The Australian dollar tumbled against the U.S. dollar to its lowest since August 2010 after a surprise fall in Australian employment that raised the possibility of another cut in interest rates from the Reserve Bank of Australia.

The Aussie dollar fell as low as US$0.8777, and was last down 1.12 percent at US$0.08814, continuing a weeklong trend of weakness.

Investors reacted by reviving talk of another cut in interest rates from the Reserve Bank of Australia, which has been signaling it would rather not ease again from the current record low of 2.5 percent.

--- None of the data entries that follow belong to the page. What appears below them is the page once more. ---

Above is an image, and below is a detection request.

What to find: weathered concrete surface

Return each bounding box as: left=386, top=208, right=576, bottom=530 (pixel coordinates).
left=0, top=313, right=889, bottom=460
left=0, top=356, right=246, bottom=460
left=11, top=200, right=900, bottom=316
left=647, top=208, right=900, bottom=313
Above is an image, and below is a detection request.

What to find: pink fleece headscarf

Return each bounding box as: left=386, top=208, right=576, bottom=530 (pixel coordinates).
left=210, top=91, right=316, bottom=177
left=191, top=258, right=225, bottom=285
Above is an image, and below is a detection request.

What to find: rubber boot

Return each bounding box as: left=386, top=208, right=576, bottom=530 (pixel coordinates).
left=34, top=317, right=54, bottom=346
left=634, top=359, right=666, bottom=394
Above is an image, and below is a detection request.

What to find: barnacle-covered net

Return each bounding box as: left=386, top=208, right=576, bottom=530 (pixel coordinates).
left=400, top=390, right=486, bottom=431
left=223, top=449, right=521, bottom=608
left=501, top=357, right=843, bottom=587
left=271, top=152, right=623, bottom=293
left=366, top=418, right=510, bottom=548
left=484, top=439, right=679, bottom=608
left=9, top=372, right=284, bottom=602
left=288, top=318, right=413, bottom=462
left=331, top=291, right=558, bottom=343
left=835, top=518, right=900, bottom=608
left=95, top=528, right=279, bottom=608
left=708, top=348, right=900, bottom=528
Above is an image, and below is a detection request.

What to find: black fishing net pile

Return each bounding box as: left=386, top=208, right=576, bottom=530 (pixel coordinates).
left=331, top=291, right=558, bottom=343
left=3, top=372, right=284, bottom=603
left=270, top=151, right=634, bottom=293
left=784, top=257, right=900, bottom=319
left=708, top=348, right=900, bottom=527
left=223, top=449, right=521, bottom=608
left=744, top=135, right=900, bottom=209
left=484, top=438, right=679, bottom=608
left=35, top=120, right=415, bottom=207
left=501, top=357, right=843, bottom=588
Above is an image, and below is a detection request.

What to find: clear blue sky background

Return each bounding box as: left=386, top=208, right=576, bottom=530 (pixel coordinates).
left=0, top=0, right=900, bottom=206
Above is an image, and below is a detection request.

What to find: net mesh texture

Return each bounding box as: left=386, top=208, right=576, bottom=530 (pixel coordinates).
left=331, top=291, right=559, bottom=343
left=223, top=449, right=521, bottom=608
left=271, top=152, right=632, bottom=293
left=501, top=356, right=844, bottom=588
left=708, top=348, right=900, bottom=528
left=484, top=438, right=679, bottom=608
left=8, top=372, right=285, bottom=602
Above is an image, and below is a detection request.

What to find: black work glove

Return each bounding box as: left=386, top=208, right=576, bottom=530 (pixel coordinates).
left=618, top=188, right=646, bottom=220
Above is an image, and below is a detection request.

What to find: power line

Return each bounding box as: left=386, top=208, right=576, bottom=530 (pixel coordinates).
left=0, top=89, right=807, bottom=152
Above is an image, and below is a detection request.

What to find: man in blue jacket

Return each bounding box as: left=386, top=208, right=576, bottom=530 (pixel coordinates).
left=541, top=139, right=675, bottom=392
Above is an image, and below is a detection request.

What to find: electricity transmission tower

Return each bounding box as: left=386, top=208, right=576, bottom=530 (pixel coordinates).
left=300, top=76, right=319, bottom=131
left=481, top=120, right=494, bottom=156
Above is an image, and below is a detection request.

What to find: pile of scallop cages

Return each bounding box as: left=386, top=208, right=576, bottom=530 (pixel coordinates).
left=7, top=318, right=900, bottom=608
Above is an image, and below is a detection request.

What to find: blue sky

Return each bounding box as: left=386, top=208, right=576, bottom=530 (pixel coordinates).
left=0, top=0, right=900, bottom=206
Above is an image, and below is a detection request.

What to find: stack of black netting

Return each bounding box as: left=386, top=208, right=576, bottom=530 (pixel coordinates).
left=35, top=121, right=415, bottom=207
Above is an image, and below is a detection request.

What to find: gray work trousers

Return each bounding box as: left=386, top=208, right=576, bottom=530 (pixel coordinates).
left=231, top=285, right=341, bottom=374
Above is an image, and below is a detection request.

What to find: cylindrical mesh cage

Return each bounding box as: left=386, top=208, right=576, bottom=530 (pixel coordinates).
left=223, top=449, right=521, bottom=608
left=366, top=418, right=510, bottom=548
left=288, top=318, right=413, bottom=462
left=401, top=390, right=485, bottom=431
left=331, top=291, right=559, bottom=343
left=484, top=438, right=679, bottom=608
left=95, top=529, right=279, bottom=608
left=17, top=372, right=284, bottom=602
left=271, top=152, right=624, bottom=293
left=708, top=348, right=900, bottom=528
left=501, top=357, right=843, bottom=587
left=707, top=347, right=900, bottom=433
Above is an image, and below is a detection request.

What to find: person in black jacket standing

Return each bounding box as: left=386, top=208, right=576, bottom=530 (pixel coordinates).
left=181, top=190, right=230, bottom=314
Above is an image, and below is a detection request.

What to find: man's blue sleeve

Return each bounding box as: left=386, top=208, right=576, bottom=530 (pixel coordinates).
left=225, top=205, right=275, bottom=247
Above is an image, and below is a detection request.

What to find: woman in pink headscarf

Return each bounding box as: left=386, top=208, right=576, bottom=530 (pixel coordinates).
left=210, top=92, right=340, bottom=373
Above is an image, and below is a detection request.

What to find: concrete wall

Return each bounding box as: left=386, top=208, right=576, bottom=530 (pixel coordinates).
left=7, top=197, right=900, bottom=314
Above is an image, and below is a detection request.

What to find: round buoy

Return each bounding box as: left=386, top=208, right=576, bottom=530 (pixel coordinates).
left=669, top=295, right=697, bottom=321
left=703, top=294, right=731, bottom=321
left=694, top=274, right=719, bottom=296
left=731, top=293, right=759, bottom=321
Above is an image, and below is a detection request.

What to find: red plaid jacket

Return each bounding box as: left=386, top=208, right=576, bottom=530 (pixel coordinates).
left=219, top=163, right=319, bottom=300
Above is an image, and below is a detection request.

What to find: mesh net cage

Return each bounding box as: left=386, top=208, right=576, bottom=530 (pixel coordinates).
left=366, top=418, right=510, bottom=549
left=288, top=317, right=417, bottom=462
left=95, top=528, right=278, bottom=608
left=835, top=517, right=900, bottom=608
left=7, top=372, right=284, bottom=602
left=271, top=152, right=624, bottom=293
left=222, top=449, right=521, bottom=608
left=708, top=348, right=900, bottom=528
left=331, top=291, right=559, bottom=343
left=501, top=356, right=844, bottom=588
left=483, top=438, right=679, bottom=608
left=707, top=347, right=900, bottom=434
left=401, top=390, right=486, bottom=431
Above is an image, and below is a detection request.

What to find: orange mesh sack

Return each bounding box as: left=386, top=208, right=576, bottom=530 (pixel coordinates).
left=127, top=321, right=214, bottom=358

“People were already selling into the bounce before we got to today, and I think today’s numbers just pushed people in the direction that they were already going,” said Marc Chandler, director of currency strategy at Brown Brothers Harriman.

Computer-driven hedge funds, meanwhile, have latched onto the currency’s slide, traders said.

Richard Perry, analyst at Hantec Markets, said that while technical factors suggest there could be a small bounce in the Aussie, it could meet resistance between $0.8820 and $0.8863.

“I’d be using that technical rally as a chance to sell. It does not look good,” he said.

The euro was last up 0.08 percent to $1.3614, while the dollar slid 0.21 percent to 104.33 yen, according to Reuters data.